While I developed my program, I became intrigued with the binary data. Because I had no access to the Internet at that time, I had to resort to the good old trial and error technique to discover the meaning of this data (I tested my program on Windows XP SP2).
For all entries starting with UEME_RUN, the binary data is 16 bytes long. The first 4 bytes at first always remained zero, and the fifth byte increased with one each time I ran the corresponding program (like notepad.exe). Because the sixth, seventh and eight byte are zero, I surmized that the 4 bytes starting at byte 5 are a 32 bit counter. Data on Intel machines is usually stored in little-endian format, this means that the least significant byte is stored first, e.g. a 32 bit integer with value 9 is stored as 09 00 00 00. When I ran a program the first time, this counter was initialized to the value of 6. This was also the case when I deleted the entry and ran the program again.
The remaining 8 bytes changed apparently at random each time I ran the corresponding program, but in fact only the least significant bytes changed. I hypothesized that the remaining 8 bytes are a timestamp. I ran notepad, noted the value of the 8 bytes, ran notepad exactly one minute later and noted the new value of the 8 bytes. The difference was 0x23B9D020, or 599380000, which is almost equal to 60 seconds times 10.000.000. Hence it definitely was a timestamp, I tried to convert the 8 last bytes to a timestamp with the C# method DateTime.FromFileTime, and Bingo!, I got the date and time when I last ran notepad.

Now back to the first 4 bytes. I noticed a trend: they are set to the value of the last 4 bytes of the UEME_CTLSESSION, and these 4 bytes appear to be a 32 bit counter that increases each time the user logs on (only after a reboot?). I need to analyze this further.

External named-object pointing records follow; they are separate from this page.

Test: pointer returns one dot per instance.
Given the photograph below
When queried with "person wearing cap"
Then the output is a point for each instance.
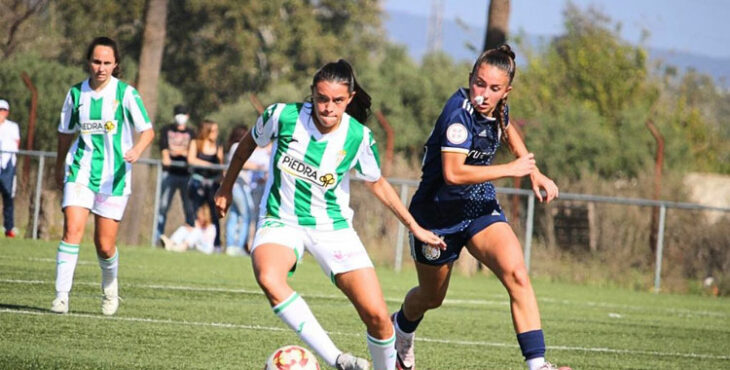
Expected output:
(9, 144)
(174, 143)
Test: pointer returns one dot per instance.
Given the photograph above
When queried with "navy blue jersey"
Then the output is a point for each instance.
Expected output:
(458, 129)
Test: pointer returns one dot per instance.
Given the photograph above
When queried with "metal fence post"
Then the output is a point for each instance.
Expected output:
(528, 229)
(155, 212)
(37, 198)
(401, 232)
(659, 248)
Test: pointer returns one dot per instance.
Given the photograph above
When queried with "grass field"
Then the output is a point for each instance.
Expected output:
(206, 312)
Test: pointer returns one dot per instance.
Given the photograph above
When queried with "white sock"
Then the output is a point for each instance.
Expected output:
(295, 313)
(66, 258)
(535, 363)
(109, 268)
(382, 351)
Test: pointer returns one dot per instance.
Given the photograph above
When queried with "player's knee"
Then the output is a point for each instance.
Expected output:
(267, 279)
(433, 302)
(377, 322)
(518, 278)
(73, 232)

To summarize, the 16 data bytes are organized as:
• 4 bytes, meaning unknown, probably a 32 bit integer, appears to be a session counter
• 4 bytes, a 32 bit integer, counts the number of times the corresponding program was executed, is equal to 6 for the first run
• 8 bytes, a 64 bit timestamp, last time the corresponding program was executed

When you select an entry in the treeview, the binary data will be decoded and displayed at the bottom of the form.

My program should be self-explanatory.

Right-click an entry to clear it:

Clear All will delete the root keys, thus deleting all entries and also preventing Windows Explorer to record program execution until you perform a new logon (in fact, the entries are (re)created when Windows Explorer is started).

Caution: the UserAssist entries are used by Windows to display programs you use frequently in the Start menu:

Clearing the UserAssist entries will impact the Most Frequently Used Programs portion of your Start menu.

Reverse-Engineering the UserAssist entries was relatively easy, but I can’t explain why they are ROT13 encrypted!